The data mart entity relationship diagram (ERD) is depicted below. Details are available in an SQL API whole model which is part of the reporting package in the <installation package>\Complementary Solutions path of the full installation package. The whole model is divided into two well-arranged parts.
Accounting measure group
In the accounting measure group, there are places' measures and dimensions related with job accounting, like pages count, price, filament usage, ...

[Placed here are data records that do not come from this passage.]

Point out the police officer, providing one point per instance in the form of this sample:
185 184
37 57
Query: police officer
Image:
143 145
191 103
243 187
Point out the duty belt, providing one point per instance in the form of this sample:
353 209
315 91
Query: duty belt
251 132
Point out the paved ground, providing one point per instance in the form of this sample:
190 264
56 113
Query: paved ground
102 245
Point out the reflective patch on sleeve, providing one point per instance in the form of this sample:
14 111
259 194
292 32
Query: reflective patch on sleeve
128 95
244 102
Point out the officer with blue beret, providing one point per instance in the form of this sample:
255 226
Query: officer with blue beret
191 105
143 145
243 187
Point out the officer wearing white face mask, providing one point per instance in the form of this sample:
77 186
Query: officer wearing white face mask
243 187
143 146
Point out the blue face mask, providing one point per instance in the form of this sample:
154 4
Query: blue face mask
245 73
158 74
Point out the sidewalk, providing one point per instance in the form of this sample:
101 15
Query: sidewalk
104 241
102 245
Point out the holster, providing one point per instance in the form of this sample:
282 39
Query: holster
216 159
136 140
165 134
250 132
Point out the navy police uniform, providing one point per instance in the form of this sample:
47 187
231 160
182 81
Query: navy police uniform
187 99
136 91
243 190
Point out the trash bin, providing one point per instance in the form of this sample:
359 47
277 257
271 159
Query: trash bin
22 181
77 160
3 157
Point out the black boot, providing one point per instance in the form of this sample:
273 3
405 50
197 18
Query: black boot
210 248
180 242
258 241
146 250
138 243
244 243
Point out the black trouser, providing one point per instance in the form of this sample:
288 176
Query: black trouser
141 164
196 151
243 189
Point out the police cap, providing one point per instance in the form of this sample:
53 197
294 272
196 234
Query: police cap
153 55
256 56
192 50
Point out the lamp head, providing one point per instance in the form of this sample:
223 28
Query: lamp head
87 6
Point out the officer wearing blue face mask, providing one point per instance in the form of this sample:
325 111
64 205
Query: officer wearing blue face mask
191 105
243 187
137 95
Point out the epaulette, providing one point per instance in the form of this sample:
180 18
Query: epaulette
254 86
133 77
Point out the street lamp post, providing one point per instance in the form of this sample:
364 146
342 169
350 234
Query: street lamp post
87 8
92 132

Details are available in an SQL API accounting model file.
Job measure group
In the job measure group, there are places' measures and dimensions related with a job, like job size, jobs count, ...
Details are available in an SQL API job model.
Counter reporting group
In the counter reporting group, there are places' measures and dimensions related with a counter readouts, like date time representing counter reports for given day, read time of counter readout, counter version for device and increment of the counters....
Details are available in an SQL API counter model.